In most codecs, the unit of motion compensation is a pixel block of a certain size. For example in MPEG-2 it was 16 pixels square and was called a macroblock. In order to create a predicted picture, the decoder would take a block of that size from a picture it had already decoded. However, the block would not necessarily come from the same place in the source picture. In order to cancel out motion, the place in the source picture where the pixels were taken could be shifted in two dimensions by a vector sent by the encoder.

All being well, taking an area of pixels shifted in that way would produce a predicted picture that was closer to the real one and would thus require fewer residual data to turn the prediction into the real picture. In practice it doesn’t quite work like that. There is no ideal size for a macroblock. If every pixel was individually motion compensated, the prediction would be near perfect, but the bit rate required to send all of the vectors would cancel out any coding gain.
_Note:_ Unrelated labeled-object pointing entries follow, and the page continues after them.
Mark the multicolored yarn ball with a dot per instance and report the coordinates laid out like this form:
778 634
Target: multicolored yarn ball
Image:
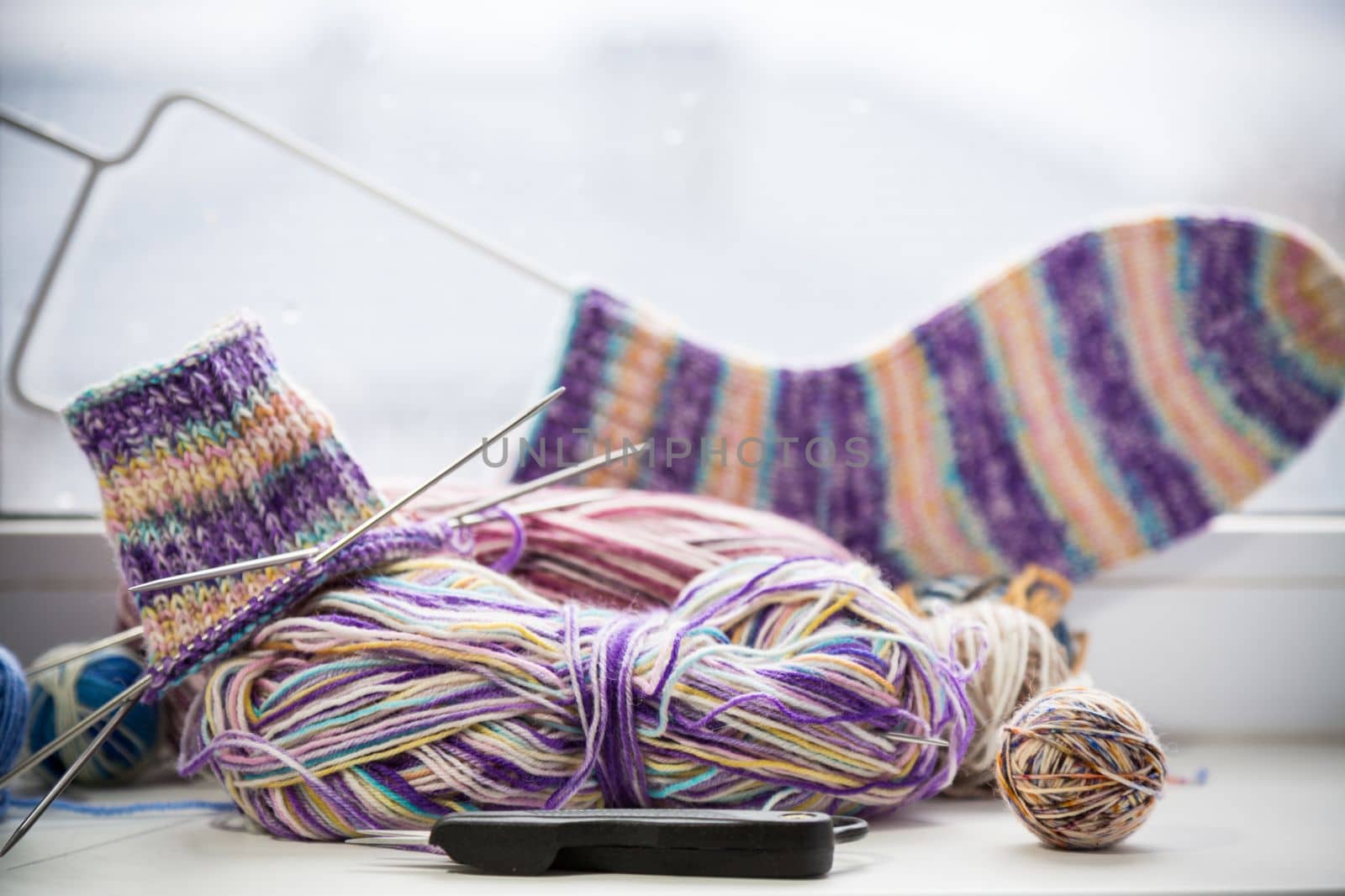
13 716
1009 631
446 687
1080 767
67 693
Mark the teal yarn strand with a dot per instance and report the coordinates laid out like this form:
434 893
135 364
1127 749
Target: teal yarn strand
67 693
13 714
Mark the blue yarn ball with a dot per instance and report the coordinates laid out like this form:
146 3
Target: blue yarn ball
13 714
67 693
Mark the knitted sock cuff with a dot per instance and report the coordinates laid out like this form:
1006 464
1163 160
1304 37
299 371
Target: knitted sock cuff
208 459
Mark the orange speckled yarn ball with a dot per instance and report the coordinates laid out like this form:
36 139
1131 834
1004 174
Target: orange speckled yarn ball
1080 767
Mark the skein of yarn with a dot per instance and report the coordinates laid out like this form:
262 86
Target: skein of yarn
13 716
67 693
446 687
1009 634
629 549
1080 767
620 549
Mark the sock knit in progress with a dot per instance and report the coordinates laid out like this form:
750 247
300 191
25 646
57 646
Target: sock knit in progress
1091 405
208 459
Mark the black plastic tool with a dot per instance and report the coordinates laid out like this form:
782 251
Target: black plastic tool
638 841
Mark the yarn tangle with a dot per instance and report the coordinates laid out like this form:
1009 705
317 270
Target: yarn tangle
1012 635
13 716
446 687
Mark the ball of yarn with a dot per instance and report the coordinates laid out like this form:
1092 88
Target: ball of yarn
67 693
1013 656
446 687
13 714
1080 767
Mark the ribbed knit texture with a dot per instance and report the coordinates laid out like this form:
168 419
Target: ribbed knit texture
210 459
1094 403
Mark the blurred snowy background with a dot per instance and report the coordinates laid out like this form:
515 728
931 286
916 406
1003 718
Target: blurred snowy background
793 179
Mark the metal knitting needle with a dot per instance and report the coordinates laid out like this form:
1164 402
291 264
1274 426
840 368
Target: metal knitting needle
461 515
560 502
92 647
434 481
78 728
322 552
69 777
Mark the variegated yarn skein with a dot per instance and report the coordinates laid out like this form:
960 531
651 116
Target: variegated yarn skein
1080 767
441 685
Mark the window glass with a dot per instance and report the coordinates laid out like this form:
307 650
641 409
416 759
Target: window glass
787 179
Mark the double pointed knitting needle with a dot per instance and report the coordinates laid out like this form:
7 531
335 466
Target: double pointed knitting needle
60 788
125 698
324 552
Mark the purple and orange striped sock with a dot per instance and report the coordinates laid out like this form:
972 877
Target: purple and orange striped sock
1094 403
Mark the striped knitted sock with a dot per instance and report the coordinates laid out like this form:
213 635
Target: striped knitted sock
1094 403
210 459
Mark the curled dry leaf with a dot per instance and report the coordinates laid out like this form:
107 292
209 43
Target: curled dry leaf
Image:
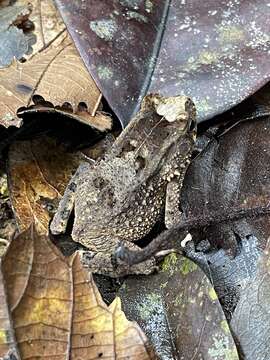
56 309
56 77
14 43
179 311
39 172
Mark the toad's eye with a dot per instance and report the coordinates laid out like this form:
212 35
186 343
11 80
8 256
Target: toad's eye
192 125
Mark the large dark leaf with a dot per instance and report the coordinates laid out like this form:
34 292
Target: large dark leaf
251 319
216 52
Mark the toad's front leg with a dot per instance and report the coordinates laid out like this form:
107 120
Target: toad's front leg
66 205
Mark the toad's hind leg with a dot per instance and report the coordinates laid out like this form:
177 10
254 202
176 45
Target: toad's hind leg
66 205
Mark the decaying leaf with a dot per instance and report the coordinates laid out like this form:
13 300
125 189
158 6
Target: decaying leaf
215 52
56 309
56 77
251 319
47 22
179 311
14 43
39 172
231 174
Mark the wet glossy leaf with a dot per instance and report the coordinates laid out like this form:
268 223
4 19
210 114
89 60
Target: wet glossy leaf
179 311
251 318
56 77
39 172
232 174
56 309
48 24
216 52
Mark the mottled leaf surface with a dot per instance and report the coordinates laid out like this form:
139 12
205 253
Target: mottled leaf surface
215 52
179 311
56 309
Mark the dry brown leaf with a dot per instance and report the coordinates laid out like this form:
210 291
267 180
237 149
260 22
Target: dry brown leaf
56 75
56 309
39 172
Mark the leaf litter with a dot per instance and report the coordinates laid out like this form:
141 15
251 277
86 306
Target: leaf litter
179 319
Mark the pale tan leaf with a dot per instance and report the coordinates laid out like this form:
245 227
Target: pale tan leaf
39 172
56 75
57 311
Fig.3 - The results of a) no motion, b) a pan and c) a tilt on the correlation surface. The peak position reveals the motion.

Fig.3 - The results of a) no motion, b) a pan and c) a tilt on the correlation surface. The peak position reveals the motion.
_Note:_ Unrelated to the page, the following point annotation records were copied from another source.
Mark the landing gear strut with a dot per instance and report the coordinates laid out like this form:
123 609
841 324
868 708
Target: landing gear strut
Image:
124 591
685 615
In practice ideal motion compensation only occurs when a macroblock is entirely within a moving object so that all the pixels move in the same way. Near the edge of a moving object, some of a macroblock could be moving in a first way and the rest of it could be moving in a second way or not at all. This means that there is no perfect solution. If the vector transmitted corresponded to motion in the first way, it would be inappropriate for the rest of the block and result in a mis-compensation requiring residual data to correct it.

On the other hand if the vector corresponded to motion in the second way, the first motion would be mis-compensated. The coder might check the amount of residual data needed by each vector and compare it with not sending a vector at all. It could then choose the method that resulted in the fewest residual data.

Whilst MPEG-2 worked quite well with one size of motion compensation block, later codecs allowed the size to vary. This has to be done carefully as the decoder has to be told how the picture has been blocked and it has to come up with a vector for each block.

The precision of the vector also has a bearing on the coding efficiency. In real pictures, the motion is infinitely variable, whereas vectors have to have finite word length and might be restricted to shifting pixels in half-pixel steps. Later codecs tend to have more precise vectors that can shift pixel blocks to finer sub-pixel accuracy.

Motion vectors also have redundancy, because every block within a moving object will have very nearly the same vector. The decoder contains a vector predictor and the bitstream contains residuals that cancel vector prediction errors. MPEG-2 had a structure known as a slice, which was a horizontal row of macroblocks in which the first had an absolute vector and subsequent blocks used differential coding.

Codecs tend to use all the tricks that have been found to work over the years but tend to refine their performance with resultant increase in complexity. The complexity increase is made possible within economic bounds by Moore’s Law.